Actual auto expenses or standard mileage rate? Which business deduction method will cut your taxes more?


Has all the attention given Google's driverless car got you thinking about your auto? If you're a business owner, it could be the perfect vehicle.

It has no steering wheel, accelerator or brake pedal to mess with. You use your smartphone or tablet app to summon the vehicle, set your route, get in and go. Then just sit back and enjoy as the Google machine takes you to your destination.

If it's to a business meeting, you can use the time you otherwise would be driving to polish your presentation. Or you can call your spouse to ask him or her to pick up dinner or the cleaning or the kids. Or you can just relax so you'll be in the best frame of mind for your important professional encounter.

Of course, it will be a while before the Google auto is available on a large scale. And there's no indication yet as to what one will cost.

So for now, all of us who drive for business purposes are stuck with our current technology.

Deducting business travel: Regardless of whether we're driving a high-tech auto like the Google-mobile or our 21st century versions, we still have the tax deduction for business use of our autos.

But sometimes we don't make maximize this tax break.

Business filers generally have a choice in deciding how to deduct their miles, the standard mileage deduction or the write-off using actual auto expenses.

Making the correct choice could mean more tax savings.

Actual auto expenses: As the name indicates, here you keep track of your vehicle's actual expenses -- another reason to have a good business record keeping system.

Allowable auto costs include gas, oil, tolls, parking fees, insurance, repairs, registration costs, garage rent, tires, repairs, depreciation or lease payments and, of course, mileage.

If you use your car exclusively for business purposes, add all these up and that's what it costs to use it to do business and what you can deduct.

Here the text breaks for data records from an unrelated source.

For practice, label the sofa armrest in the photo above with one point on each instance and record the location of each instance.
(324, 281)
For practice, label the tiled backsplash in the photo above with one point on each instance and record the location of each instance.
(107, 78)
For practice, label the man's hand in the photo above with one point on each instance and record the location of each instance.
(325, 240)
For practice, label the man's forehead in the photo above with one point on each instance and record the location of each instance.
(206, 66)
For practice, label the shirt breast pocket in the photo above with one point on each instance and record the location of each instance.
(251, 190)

If, however, you use your auto for business and personal driving, you can only deduct the portion related to your work. You must divide your expenses between business and personal use.

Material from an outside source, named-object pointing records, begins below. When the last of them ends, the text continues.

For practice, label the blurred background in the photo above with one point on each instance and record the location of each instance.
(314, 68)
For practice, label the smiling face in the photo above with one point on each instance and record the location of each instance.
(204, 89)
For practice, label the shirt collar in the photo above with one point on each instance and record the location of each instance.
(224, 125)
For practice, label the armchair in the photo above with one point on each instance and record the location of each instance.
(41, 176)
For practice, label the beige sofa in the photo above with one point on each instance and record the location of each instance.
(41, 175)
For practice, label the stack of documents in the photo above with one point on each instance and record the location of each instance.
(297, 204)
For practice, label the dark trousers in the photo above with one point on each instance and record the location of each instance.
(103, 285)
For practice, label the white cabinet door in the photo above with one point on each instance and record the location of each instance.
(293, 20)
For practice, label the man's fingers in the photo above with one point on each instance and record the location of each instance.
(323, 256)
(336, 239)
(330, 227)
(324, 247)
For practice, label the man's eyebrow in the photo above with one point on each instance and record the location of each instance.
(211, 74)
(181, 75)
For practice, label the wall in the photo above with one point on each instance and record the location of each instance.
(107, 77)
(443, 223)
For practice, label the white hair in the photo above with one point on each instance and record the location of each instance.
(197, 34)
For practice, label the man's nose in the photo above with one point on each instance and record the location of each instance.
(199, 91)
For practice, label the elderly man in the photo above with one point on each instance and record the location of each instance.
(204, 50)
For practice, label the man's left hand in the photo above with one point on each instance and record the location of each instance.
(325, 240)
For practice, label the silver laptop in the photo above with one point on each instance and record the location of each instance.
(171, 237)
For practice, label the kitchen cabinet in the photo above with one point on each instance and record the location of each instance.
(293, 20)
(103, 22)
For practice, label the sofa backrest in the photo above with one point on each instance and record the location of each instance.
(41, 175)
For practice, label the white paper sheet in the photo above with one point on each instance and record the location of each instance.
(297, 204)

You can do this, says the Internal Revenue Service, based on the miles driven for each purpose. Here's an example:

You drive your car 20,000 miles during the year: 12,000 miles for business and 8,000 miles for personal use. You can claim only 60 percent (12,000 ÷ 20,000) of the cost of operating your car as a business expense.

The percentage also applies to a tax deduction that most of us can't claim any more, auto loan interest.

If you are self-employed, use your car in your business and are paying off a loan on that vehicle, you can deduct that part of the interest expense that represents your business use of the car. In the example above, that's a deduction of 60 percent of the vehicle loan's interest.

Standard mileage method: The other auto expense deduction method, claiming the standard mileage deduction rate, is one that lots of us use because it's easier.

This rate is adjusted annually for miles driven specifically for business. The depreciation component is factored into the rate that the IRS releases each fall.

For 2014 business use of your car, you can claim 56 cents per business mile. Just take all the miles you drove for your job and multiply it by that amount.

Yes, you still have to track your mileage, but don't have to worry about that extraneous auto stuff.

Do, however, hang onto parking and toll receipts. Under the standard mileage rate deduction method you still can add to your deduction amount any parking fees and tolls incurred for business purposes. The IRS makes this exception since these rates tend to vary regionally.

Choose carefully: You need to be a careful and comparative shopper when it comes to deciding which auto deduction method to use.

Many folks automatically think that the more complicated actual expenses method will automatically provide a bigger tax deduction. Not necessarily.

As in other tax situations, you or your tax adviser need to run the numbers -- which means hanging onto to all those auto receipts so you can do the math.

Also note that if this is the first time you're using your car for business, you might want to opt for claiming the standard mileage rate anyway. Why? Because it gives you more choice down the tax road.

If you opt for the actual expenses method initially, you're stuck with it for as long as you use that vehicle. This method might be right for you if you expect several years of depreciating your vehicle will bring down the tax bite. But if that changes, too bad. You're still you're stuck with claiming actual expenses.

If, however you claim the standard mileage rate when your car is first available for business use, you can switch to the actual expenses method later if that's a good move.

But if you started using the standard mileage rate for a leased car, you can't change to the actual auto expenses method during the lease term.

So talk with your tax professional and make the appropriate auto expense deduction choice for your business and your tax situation.

And maybe by the time Google self-driving cars are on all of America's roads, tax reform will be a reality, too, making all the auto deduction issues much easier!